The Implementation Is The Spec: CUDA Edition

Or, why does cudaMemcpyAsync() sometimes work with pageable memory?

Jan 26, 2025

https://x.com/lauriewired/status/1874196253434929178

Is your software bug compatible? Are you following Hyrum’s Law? It’s a concept in software engineering where future versions exactly replicate an *undesirable* feature of a previous version. But why the heck would you replicate unintended behavior? - LaurieWired on Twitter

I’d never heard of Hyrum’s Law before I saw this tweet. I guess I shouldn’t be surprised that someone thought to name this phenomenon, which Microsoft’s Windows team had deeply internalized before I joined the DirectX team in 1996. Raymond Chen had famously fixed a compatibility break in his favorite email client (he used Eudora, for reasons none of us understood, and made it his personal mission to keep it working) where he determined that its WndProc was looking up the stack into a Windows-internal data structure and relying on the value in the stack being zero. He fixed the bug by creating a new variable, declared at the exact location needed to ensure that it would reside in the correct memory location, initialized it to zero, and bequeathed it a naughty name that undoubtedly had to be sanitized before Microsoft could open source or license the source code.

Such compatibility fixes often had to be explained to new members of the team. The bug was unquestionably in the Eudora client! No Windows application had any business introducing dependencies on the layout of the caller’s stack. But from a customer experience perspective, what Microsoft was working hard to avoid was a customer experience where upgrading to a newer version of Windows caused some applications stop working. If the only thing that changed was the Windows upgrade, customers understandably would blame Windows and not the broken application.
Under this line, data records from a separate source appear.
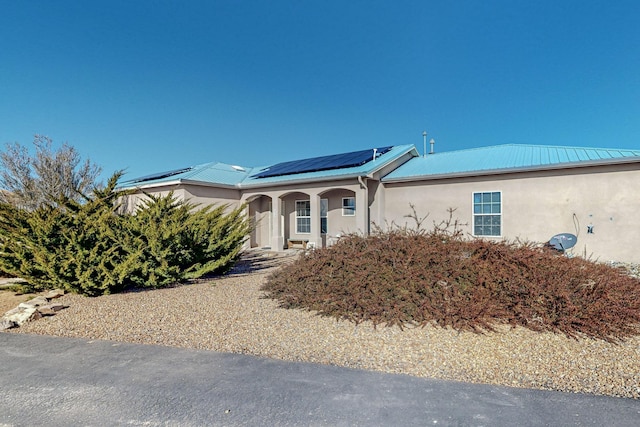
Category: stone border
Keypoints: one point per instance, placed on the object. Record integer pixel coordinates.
(32, 310)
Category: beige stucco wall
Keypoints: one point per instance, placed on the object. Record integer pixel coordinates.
(334, 191)
(205, 195)
(538, 205)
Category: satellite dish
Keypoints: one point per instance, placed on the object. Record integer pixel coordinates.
(563, 241)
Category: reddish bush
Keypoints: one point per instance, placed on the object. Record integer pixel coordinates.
(400, 278)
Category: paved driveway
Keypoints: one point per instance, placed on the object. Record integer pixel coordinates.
(61, 382)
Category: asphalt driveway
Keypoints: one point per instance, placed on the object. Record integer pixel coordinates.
(63, 381)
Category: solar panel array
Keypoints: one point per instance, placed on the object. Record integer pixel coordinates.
(316, 164)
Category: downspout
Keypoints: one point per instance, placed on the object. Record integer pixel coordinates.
(363, 184)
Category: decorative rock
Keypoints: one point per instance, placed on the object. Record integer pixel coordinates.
(56, 293)
(7, 324)
(54, 307)
(32, 310)
(35, 302)
(22, 314)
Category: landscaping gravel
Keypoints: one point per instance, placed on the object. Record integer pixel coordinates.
(230, 314)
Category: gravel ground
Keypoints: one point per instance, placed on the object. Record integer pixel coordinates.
(228, 314)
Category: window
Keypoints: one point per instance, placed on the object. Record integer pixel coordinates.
(348, 206)
(303, 216)
(324, 208)
(487, 214)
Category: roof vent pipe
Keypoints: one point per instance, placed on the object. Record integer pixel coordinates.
(424, 137)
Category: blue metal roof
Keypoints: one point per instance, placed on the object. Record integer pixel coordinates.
(504, 158)
(215, 172)
(237, 176)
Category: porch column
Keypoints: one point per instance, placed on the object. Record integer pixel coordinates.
(314, 238)
(277, 241)
(362, 211)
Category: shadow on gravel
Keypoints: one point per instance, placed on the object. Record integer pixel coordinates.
(257, 260)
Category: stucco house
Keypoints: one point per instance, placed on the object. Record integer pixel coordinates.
(526, 192)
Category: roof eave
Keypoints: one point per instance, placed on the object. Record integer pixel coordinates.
(566, 165)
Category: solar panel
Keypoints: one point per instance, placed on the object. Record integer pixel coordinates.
(316, 164)
(161, 175)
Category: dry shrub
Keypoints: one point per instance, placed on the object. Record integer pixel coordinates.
(403, 277)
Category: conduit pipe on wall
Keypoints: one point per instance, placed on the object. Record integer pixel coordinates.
(365, 208)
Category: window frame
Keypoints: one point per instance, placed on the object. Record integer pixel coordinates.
(486, 209)
(324, 215)
(346, 208)
(304, 217)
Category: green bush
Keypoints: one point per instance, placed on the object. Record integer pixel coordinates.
(403, 277)
(88, 248)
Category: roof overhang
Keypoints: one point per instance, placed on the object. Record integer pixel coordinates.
(504, 171)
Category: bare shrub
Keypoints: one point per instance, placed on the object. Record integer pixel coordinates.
(406, 276)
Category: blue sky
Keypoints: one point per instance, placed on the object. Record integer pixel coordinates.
(149, 86)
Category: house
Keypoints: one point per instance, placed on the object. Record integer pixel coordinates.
(526, 192)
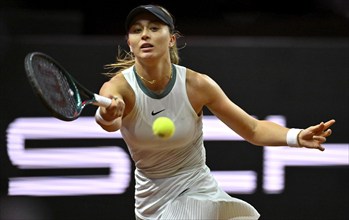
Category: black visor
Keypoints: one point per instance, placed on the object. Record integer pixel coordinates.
(155, 10)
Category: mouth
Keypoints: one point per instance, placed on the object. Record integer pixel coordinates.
(146, 46)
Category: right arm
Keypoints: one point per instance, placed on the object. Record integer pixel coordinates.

In building CUDA, which started development about 10 years after Windows 95 shipped, we had a keener awareness of compatibility pitfalls, and did some defensive engineering to evade them. But CUDA has had its share of bewildering interface behaviors, and applications have introduced dependencies on them at times.

An Innocuous-Seeming Optimization

One such behavior dates back to the earliest versions of CUDA, when all inputs had to be copied to device memory, and outputs had to be copied back1. Host-to-device and device-to-host memcpy were workhorse operations. It was important to make them as fast as possible, especially since GPU kernels could not yet access host memory directly. For host-to-device memcpy, a special optimization was possible: for small memcpy’s, there was a benefit to copying the data directly into the command buffer that the GPU was reading.

The heuristic looked like this:

If memcpy is “small,”
1. Issue memcpy-immediate command to copy from command buffer to destination,
2. Copy input data to command buffer,
Else
1. Issue memcpy-DMA command to copy from source buffer to destination,
2. Synchronize (i.e. wait for the GPU to finish),
Return to caller.

This optimization is sort of like CPU instructions with immediate operands: since the GPU was using fast DMA operations to read the push buffer anyway, slipping the source data into the command buffer was faster, because it was asynchronous: the function could return immediately after submitting the command to the GPU. The benefit of the asynchrony (avoiding the synchronization step 2b above) outweighed the penalty of making the extra copy of 1a).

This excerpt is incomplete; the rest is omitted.